Literary criticism has such a bad reputation—as an art of esoteric hair-splitting—among the practitioners of other disciplines that a historian may hesitate to open a book with poetry in the title appearing in a literary studies series. In this case, however, such hesitation is soon overcome. Antonio Cussen writes clearly and succinctly, and generally holds one’s interest even when he is wringing political significance, as he does with some frequency, from Andrés Bello’s views on Roman literature.

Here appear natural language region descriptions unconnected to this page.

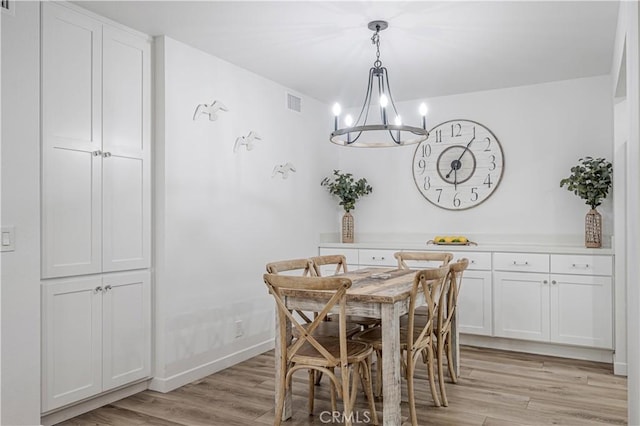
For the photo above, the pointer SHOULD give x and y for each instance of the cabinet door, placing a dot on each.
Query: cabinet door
(72, 341)
(126, 328)
(581, 310)
(521, 305)
(71, 138)
(475, 304)
(126, 146)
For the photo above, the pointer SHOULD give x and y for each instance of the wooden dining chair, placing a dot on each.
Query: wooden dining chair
(340, 263)
(416, 340)
(306, 267)
(442, 327)
(421, 260)
(321, 354)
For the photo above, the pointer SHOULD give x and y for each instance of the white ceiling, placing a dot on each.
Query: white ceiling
(432, 48)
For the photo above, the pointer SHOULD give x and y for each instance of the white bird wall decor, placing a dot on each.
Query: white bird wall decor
(284, 169)
(247, 141)
(210, 109)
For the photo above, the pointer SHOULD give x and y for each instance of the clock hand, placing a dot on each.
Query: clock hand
(466, 148)
(455, 179)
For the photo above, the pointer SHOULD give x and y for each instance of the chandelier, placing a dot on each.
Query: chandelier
(381, 134)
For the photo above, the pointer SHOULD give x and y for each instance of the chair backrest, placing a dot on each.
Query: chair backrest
(426, 282)
(421, 256)
(338, 260)
(290, 266)
(336, 289)
(449, 294)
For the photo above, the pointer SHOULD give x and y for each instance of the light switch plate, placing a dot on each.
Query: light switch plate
(7, 238)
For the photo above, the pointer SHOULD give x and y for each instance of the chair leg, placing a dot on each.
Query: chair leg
(452, 368)
(368, 388)
(439, 356)
(346, 396)
(410, 391)
(432, 383)
(378, 391)
(312, 375)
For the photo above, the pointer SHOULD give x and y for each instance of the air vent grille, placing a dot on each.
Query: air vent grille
(294, 103)
(6, 6)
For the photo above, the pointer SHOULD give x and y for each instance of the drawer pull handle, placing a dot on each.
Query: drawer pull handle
(580, 265)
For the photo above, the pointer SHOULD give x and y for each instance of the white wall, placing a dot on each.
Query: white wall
(543, 130)
(20, 208)
(220, 216)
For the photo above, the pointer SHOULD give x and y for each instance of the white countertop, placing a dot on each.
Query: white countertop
(564, 246)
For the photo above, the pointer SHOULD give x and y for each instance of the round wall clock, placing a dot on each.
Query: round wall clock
(459, 165)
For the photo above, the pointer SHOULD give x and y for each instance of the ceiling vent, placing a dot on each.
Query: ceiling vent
(6, 6)
(294, 103)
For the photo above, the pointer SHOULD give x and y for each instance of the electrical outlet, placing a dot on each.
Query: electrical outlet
(239, 329)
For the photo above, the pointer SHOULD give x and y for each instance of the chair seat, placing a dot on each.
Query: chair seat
(330, 329)
(363, 321)
(356, 351)
(373, 336)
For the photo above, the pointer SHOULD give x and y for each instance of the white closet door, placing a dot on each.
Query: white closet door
(127, 328)
(126, 146)
(72, 341)
(71, 136)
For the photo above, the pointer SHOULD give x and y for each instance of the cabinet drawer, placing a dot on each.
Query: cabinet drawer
(377, 258)
(521, 262)
(350, 254)
(581, 264)
(477, 261)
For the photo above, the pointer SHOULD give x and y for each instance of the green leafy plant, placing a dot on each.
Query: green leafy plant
(590, 180)
(345, 187)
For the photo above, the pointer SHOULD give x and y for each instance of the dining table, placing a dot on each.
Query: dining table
(378, 293)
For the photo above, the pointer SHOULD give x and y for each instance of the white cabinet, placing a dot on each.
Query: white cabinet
(96, 335)
(521, 305)
(475, 298)
(95, 146)
(571, 308)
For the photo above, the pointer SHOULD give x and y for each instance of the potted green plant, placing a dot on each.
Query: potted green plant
(348, 190)
(590, 180)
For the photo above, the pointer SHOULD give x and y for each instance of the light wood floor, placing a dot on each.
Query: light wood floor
(495, 388)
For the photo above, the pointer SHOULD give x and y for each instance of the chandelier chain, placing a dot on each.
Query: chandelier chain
(375, 39)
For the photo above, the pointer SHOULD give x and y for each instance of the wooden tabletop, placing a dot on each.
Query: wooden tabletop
(370, 285)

Cussen’s own surprisingly lucid ventures into literary criticism seem quite plausible, though a professor of Spanish (or Latin) might better pass final judgment in this respect. The specialist in history will applaud Cussen’s persistent effort to put literary analysis into historical context. True, the historiographical underpinnings of the study are not its strongest point. The historical sources cited are curiously scattered and are often dated; an extreme example is the citing of a work by Diego Barros Arana and Miguel Luis Amunátegui, reprinted in Havana in 1967, in support of a highly misleading discussion of ecclesiastical censos during the revolutionary period (p. 121). One can quarrel with other points of historical background too, but these are usually of quite minor importance.

Cussen states frankly in the preface that the book is written from Bello’s perspective, not Bolívar’s. He does devote space to the Liberator’s own foray into literary criticism of Bello, but for the rest Bolívar enters intermittently into the discussion as reference point or foil. One does not, in the end, learn much, if anything, new about Bolívar himself. On the other hand, Cussen presents a view of Bello that may not be new in its broad outline but is full of nuances based on textual analysis of Bello’s poetry and prose—almost as much of the latter as of the former, despite the title. We see an educated creole, whose true preference was for enlightened reformism under Spanish rule, ultimately forced to embrace outright independence; and a constitutional monarchist who accepted with misgivings the inevitability of liberal republicanism. There were undoubtedly many more such reluctant patriots than are identified as such in the standard history texts. Nor would it be easy to find a more perfect exemplar of conservative liberalism—or liberal conservatism—than what Bello in his Chilean exile finally became. Curiously, the book never mentions the one thing most historians will first associate with Bello’s name: his role in Chilean legal codification. But then law codes probably do not have much in common with poetry.